August 23rd, 2009
Oh that we could all be a little more forgiving like Luis below.

About a year ago I posted about my hopes for android and it helping me write CrumbTracker. Been about a month ago that I got my MyTouch, a google phone running android. I have kind of caught the vision of app stores and the like. Played a fair amount of a pretty killer tower defense game, Robo Defense, which I even bought after getting hooked on the trial.
This past week, in my copious spare time, I dove in and worked on my android app CrumbTracker, that ties into my first real java appengine work at the web site. The vision is that the phone phones home to an appengine web site. If you have an android powered phone, give it a go. Last night I got it so the uploaded crumbs show up on a google maps map. Think I will write a series of blog posts about my experience getting it all up and running.
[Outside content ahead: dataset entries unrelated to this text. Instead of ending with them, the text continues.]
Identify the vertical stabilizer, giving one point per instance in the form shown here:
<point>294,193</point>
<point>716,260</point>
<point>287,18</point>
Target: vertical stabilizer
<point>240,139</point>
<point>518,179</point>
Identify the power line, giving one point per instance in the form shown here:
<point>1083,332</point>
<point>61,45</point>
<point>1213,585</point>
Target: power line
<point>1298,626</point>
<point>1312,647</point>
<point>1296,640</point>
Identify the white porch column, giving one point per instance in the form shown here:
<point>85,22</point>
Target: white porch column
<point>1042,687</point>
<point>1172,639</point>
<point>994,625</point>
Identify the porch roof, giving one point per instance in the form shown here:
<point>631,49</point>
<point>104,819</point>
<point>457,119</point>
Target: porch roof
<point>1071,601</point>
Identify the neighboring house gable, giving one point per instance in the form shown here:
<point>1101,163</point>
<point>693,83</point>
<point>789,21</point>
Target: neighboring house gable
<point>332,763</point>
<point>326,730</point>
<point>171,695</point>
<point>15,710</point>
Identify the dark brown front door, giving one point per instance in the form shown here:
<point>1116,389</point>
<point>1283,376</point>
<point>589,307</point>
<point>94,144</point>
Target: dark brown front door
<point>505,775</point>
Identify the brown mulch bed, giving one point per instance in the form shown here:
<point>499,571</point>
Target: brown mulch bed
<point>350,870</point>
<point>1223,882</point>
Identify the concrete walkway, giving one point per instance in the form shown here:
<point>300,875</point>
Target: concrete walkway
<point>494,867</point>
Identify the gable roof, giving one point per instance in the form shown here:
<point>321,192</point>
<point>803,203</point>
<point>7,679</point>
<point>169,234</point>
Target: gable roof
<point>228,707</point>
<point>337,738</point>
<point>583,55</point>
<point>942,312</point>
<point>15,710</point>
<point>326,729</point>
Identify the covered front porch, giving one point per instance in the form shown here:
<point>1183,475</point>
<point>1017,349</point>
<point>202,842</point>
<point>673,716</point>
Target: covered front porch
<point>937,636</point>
Non-trivial, but hey I have only worked on it a few nights, so that’s pretty cool.
Here are some posts I am thinking about writing
- switching a domain from google apps to appengine
- SQLite on android
- the datastore on java-powered app engine
- the emulator
- doing an http post from java / android
- recognizing you’re in the android emulator from java
- sharing code (or not) across android / appengine projects
- ui in android
- android location management
- google maps initiation
- svn hiccups
Wow, that sounds VERY interesting! And I hope it is.
Enjoy!
Earl
Posted in android, appengine, java, sqlite | No Comments »
August 7th, 2009
Maybe I should wait to write three of them, but if I worked for the onion, I think I would submit the following for consideration
- Study finds global warming caused by computers studying global warming.
- Two NFL athletes move into training camp facility to fight for “first one to practice, last one to leave” title.
What do you think? Should I send them my resume? Maybe I’ll wait till I get a third one.
Enjoy!
Earl
Posted in Uncategorized | No Comments »
July 21st, 2009
So, I have a couple famous friends and one of them asked if I could write a little app that could help him send emails to folks on his totally legit email list. Well, since it is a totally legit email list, folks that really do want to hear from him, I felt pretty comfortable writing the app on google appengine. About a day after he asked for a little help, google released an offline taskqueue that could be used nicely for sending emails. Rather serendipitous, I thought.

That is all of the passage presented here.